The percentage of crimes cleared has gone down across the board during Ashe’s term in office. The sheriff’s office cleared only 33 percent of violent crimes and 9 percent of property crimes in 2003, Ashe’s first full year in office. Those numbers rose to 59 percent clearance of violent crimes and 13 percent clearance of property crimes the following year.
Cruzan registered significantly higher clearance rates during his last two full years in office. 2000 saw a 65 percent clearance rate of violent crimes and 15 percent clearance rate of property crimes. In 2001, those rates rose to 72 percent and 24 percent respectively.
However, a higher rate of clearance is more likely when there are fewer crimes to solve.
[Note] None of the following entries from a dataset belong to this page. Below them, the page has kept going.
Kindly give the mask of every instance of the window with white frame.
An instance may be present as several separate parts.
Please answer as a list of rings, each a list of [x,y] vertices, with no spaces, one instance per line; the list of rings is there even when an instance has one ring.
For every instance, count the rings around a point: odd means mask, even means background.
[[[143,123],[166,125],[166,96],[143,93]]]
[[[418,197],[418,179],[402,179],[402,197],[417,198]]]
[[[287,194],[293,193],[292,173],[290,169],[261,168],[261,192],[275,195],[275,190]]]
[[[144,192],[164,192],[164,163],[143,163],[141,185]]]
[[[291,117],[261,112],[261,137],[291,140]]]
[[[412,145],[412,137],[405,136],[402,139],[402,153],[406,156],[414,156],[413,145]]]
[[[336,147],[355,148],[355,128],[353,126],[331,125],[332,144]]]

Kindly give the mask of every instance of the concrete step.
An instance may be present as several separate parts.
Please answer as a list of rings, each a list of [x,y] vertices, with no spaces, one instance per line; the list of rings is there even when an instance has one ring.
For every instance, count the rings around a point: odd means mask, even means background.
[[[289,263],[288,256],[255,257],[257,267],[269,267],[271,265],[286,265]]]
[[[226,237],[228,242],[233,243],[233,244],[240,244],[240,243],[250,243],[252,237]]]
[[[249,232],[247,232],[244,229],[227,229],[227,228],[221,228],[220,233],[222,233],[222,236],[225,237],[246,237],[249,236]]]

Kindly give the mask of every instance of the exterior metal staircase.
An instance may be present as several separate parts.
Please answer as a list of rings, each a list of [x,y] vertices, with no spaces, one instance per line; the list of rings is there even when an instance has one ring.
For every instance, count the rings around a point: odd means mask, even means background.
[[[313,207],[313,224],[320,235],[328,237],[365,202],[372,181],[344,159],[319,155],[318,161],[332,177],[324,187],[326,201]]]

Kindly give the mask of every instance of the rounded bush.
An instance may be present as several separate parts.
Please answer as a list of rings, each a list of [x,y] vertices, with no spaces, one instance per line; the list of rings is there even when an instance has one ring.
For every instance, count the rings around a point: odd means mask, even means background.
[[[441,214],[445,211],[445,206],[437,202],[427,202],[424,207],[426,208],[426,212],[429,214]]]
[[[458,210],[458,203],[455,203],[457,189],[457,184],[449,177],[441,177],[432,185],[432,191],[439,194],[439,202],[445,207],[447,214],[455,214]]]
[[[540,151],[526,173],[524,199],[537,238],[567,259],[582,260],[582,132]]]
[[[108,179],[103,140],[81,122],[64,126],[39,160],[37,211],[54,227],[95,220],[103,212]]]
For example, in 2000 Cruzan saw 37 violent crimes to Ashe’s 24 in 2003. There were 29 violent crimes in 2001 to 63 in 2004. Where the numbers really jump is in property crimes. Cruzan saw 185 property crimes in 2000 to Ashe’s 327 in 2003. There were 170 property crimes in 2001 to 691 in 2004.
In addition to decreasing the crime rate, both Ashe and Cruzan have goals for their next term in office if elected.
“I wish I could have been able to accomplish the goals that I’ve set forth for the next term in this term,” Ashe said.
Ashe is looking to improve courtroom security, increase usage of the inmate work program, expand the existing chaplaincy program and establish a stronger bond with the county’s youth, most likely through the creation of an Explorers group — a sort of law enforcement meets Scouting program.
“It is vital for the relationship with the citizens of this county and the office of sheriff to be maintained,” Ashe said. “We have common threads and when those threads are bonded it creates a community.”
Cruzan wants to improve upon the office’s consistency in processing crime scenes by hiring a professional crime scene technician.
“This should increase the amount of crimes being solved and free up deputies to handle other calls,” Cruzan said in a written response.
The position would be used to handle incidents that may otherwise involve an agent from the State Bureau of Investigation, which recently opened a new office in Asheville.
“Yes, SBI does have a new crime lab in Asheville, however SBI is a beneficial support agency and should be used as such,” Cruzan said in a written response.
He also wants to expand the office’s narcotics unit, have detectives working at night, increase road patrols, particularly on back roads. Balancing out the budget will including eliminating “nonessential budget items that have no benefit to public safety,” Cruzan said in a written response.
“Some examples are the cost of vehicle painting, change of uniforms, patches, badges and more. These items do nothing to protect the public or increase safety and benefits to the deputies. This money could be used for paid tips, equipment that is needed, more manpower, or to educate the public on criminal activities or public awareness programs,” he said.